Given the Cobb-Douglas production function for Mabel’s factory

Q = (L0.4) * (K0.7)

a) Based on the function above, does Mabel’s factory experiencing economies or diseconomies of scale? Explain.

b) If the manager wished to raise productivity by 50% and planned to increase capital by 25%, how much would she have to increase her labor to reach that desired production level?

Answer 1

Answer

(a)

A function exhibit economies of scale if Average cost is decreasing and A function exhibit Diseconomies of scale if Average cost is increasing

Production function is given by :

Q = (L^0.4) * (K^0.7)

A function exhibit increasing returns to scale if F(zK,zL) > zF(K,L) for all z > 1

Here Q = F(K,L) = (L^0.4) * (K^0.7)

=> F(zK,zL) = (zL^0.4) * (zK^0.7) = z^{0.4 + 0.7}(L^0.4) * (K^0.7) = z^1.1(L^0.4) * (K^0.7) > z((L^0.4) * (K^0.7)) = z*F(K,L)

Hence, F(zK,zL) > zF(K,L) for all z > 1

Thus this function exhibit increasing returns to scale. This means that if we increase all input by some proportion z then Output(Q) will increase by more than z proportion.

Hence In order to produce additional unit of output we need lesser inputs and thus Average Total Cost of producing additional unit of output decreases. Hence, Long Run Average cost is decreasing implies that this function exhibits Economies of scale.

(b)

Formula :

% change in (AB) = % change in A = % change in B

% change in (A^B) = B*% change in A

Q = (L^0.4) * (K^0.7)

=> % change in (Q) = % change in [(L^0.4) * (K^0.7)] = % change in (L^0.4) + % change in (K^0.7)

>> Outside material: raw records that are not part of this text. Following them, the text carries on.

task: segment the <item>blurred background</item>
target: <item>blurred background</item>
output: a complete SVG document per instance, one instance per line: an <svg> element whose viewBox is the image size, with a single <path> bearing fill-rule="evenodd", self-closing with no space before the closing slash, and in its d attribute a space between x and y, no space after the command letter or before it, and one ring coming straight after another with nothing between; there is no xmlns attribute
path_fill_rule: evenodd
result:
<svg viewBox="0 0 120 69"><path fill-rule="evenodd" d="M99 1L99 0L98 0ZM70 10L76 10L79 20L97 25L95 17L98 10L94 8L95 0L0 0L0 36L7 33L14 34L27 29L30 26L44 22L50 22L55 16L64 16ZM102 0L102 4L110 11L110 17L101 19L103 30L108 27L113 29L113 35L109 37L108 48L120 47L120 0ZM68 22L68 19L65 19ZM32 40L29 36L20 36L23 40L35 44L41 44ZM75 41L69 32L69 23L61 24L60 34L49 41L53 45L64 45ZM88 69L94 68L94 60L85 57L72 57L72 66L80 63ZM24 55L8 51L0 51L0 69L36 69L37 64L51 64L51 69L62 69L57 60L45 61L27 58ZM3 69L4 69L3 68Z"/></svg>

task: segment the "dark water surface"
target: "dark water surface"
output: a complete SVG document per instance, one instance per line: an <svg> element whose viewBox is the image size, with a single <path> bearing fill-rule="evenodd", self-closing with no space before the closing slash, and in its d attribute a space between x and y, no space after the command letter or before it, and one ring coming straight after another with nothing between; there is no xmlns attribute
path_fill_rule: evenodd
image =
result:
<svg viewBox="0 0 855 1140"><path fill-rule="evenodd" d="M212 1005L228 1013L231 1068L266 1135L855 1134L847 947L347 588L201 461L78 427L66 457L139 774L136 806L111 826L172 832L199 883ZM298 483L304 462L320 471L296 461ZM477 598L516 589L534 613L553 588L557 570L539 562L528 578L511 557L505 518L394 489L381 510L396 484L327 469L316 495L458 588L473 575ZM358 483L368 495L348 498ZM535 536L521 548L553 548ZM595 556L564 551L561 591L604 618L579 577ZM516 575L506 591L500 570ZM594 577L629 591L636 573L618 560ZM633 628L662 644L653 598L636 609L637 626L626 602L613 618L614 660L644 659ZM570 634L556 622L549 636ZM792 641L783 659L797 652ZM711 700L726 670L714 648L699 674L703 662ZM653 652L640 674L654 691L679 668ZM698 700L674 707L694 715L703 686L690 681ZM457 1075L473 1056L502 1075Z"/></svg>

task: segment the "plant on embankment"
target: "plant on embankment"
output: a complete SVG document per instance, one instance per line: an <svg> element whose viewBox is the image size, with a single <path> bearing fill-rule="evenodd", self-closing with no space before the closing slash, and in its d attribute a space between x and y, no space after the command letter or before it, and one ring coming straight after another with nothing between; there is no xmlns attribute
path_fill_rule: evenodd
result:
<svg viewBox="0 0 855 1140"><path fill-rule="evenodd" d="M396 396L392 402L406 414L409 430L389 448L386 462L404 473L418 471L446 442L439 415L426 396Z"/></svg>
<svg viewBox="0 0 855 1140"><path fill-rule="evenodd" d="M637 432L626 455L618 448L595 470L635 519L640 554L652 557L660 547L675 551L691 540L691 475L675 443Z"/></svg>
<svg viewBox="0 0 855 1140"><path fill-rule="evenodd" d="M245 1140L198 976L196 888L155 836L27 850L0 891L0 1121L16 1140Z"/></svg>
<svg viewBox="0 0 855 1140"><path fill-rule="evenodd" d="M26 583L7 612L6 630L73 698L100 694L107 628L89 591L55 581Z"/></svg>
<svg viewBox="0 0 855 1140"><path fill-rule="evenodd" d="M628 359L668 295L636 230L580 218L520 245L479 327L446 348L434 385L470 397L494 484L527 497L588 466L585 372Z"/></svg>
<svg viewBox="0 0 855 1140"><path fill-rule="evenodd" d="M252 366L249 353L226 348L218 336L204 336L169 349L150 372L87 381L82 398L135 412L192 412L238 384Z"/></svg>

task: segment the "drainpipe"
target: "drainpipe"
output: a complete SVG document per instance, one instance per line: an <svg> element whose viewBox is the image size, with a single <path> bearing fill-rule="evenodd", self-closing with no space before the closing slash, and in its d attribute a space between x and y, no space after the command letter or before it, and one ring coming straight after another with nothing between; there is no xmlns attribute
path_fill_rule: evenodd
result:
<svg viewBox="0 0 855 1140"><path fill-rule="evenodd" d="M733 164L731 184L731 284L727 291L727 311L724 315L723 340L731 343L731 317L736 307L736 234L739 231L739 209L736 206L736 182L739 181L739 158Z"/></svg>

=> % change in Q = 0.4* % change in L + 0.7*% change in K

It is given that He wishes to increase total product by 50% and he increased capital by 25%

=> % change in Q = 50% and % change in K = 25%

=> % change in Q = 0.4* % change in L + 0.7*% change in K

=> 50% = 0.4*% change in L + 0.7*25%

=> 32.5 = 0.4*% change in L

=> % change in L = 81.25%

Hence, she will have to increase her amount of labor by 81.25% in order to reash that production level.